You may think running something on more than one thread won’t be any faster, you will be very surprised with the results.

But just because you can spin a thread it does not mean you should.

A good rule to follow is

Don’t spin if your code is going to be executed by a web service or web site

Web sites / web services by their nature are multi threaded. IIS will decide how many threads to spin to service your content. If you spin extra threads you may add load to the server.

Do spin threads if your code is going to be executed on a desktop machine

Generally your program is not going to have multiple instances that are all very busy doing work for multiple users. So it’s good to spin threads. But do consider the effect of nesting:
If we are going to spin more than one thread for this loop :

public static void DoSubWork()
{
  // We could spin 4 threads for this
  for (int i = 0; i < 5000; i++)
  {
  }
}

And we decide to spin more threads for this loop :

public static void DoLotsOfWork()
{
  // We could spin 4 threads for this
  for (int i = 0; i < 1000000; i++)
  {
  }
}

Then we make DoLotsOfWork() call DoSubWork() we are going to be spinning lots more threads. That’s where PFX comes in. PFX will manage the thread pool count so that is does not exceed a fixed limit.

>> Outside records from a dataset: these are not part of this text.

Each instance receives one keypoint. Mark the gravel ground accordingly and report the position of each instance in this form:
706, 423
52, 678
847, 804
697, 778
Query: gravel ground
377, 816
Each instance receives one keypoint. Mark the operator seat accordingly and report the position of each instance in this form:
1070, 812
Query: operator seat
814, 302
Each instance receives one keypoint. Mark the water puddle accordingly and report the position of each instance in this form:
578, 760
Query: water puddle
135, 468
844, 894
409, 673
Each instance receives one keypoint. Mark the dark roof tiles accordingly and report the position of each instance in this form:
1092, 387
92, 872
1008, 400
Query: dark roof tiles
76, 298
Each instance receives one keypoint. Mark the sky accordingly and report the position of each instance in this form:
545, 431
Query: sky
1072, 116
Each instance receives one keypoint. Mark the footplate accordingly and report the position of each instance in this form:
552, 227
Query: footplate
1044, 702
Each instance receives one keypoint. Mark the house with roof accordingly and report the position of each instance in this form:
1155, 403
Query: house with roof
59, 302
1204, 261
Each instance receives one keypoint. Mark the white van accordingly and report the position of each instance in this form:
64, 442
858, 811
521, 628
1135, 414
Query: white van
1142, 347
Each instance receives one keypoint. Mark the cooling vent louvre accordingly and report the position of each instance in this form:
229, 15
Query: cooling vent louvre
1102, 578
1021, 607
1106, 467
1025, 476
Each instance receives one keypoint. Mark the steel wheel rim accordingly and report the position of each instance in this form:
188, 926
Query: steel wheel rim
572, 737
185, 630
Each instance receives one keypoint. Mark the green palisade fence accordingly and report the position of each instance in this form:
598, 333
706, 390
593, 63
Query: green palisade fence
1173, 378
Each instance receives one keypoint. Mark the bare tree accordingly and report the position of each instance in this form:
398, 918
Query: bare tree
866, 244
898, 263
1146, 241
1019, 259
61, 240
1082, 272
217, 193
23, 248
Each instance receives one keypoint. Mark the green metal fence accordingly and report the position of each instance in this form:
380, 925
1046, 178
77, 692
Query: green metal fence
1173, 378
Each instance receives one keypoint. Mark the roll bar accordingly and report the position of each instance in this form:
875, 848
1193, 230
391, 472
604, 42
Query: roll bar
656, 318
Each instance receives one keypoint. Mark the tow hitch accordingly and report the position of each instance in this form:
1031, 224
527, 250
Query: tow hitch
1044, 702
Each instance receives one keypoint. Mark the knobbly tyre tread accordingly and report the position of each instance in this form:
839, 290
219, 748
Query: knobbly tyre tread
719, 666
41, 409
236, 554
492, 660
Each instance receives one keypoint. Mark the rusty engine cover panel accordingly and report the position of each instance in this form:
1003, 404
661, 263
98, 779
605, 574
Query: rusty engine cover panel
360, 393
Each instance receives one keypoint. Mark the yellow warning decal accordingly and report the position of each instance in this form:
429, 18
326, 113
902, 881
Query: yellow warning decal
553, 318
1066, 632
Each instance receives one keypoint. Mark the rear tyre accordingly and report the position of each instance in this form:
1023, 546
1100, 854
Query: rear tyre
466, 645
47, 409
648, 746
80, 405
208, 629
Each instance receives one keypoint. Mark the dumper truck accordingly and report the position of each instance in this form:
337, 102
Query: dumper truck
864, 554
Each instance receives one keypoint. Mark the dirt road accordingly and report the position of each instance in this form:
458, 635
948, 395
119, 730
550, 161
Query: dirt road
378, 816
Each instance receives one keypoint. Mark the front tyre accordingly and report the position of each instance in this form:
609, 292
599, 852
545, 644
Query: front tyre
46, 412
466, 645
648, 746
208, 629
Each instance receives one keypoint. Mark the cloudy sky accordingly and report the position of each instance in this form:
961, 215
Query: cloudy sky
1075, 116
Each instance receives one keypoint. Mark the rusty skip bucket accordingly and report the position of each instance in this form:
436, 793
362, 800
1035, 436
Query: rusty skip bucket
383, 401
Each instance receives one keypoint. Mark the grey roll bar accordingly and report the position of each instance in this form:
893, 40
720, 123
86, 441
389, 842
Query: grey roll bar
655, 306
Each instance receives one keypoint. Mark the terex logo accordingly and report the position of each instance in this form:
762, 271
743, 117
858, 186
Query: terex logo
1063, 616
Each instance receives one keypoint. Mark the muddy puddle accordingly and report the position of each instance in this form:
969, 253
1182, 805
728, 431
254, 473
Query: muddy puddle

So with PFX your code would look like :

public static void DoLotsOfWork()
{
  Parallel.For(1, 1000000, i; =>
  {
    DoSubWork();
  });
}

public static void DoSubWork()
{
  Parallel.For(1, 1000000, i =>
  {
  });
}

If you call DoLotsOfWork() you will see that it will not spin more than 4 threads. You can view by debugging the code and viewing the thread window (Debug – Windows – Threads) or (CTRL+D,T)

This is my thread list. (just the ones that are doing the looping)

840 ThreadExample.Program.DoLotsOfWork
1880 ThreadExample.Program.DoLotsOfWork.AnonymousMethod
6724 ThreadExample.Program.DoLotsOfWork.AnonymousMethod
4332 ThreadExample.Program.DoSubWork.AnonymousMethod
6176 ThreadExample.Program.DoSubWork.AnonymousMethod

I do think one limitation of PFX (or at least with the CTP) is that you cannot choose how many threads. It will use core count * 2. I can understand the reason for this but if you are spinning more than one thread to download lots of images from a website then you may want to base the number of threads that you spin upon bandwidth rather than CPU resources. (I will have to check .NET4 to see if this has changed)

AOP and Transactions

A project I work on started out as a .NET 1.1 solution, we made a decision to use Serviced Components to handle transactions.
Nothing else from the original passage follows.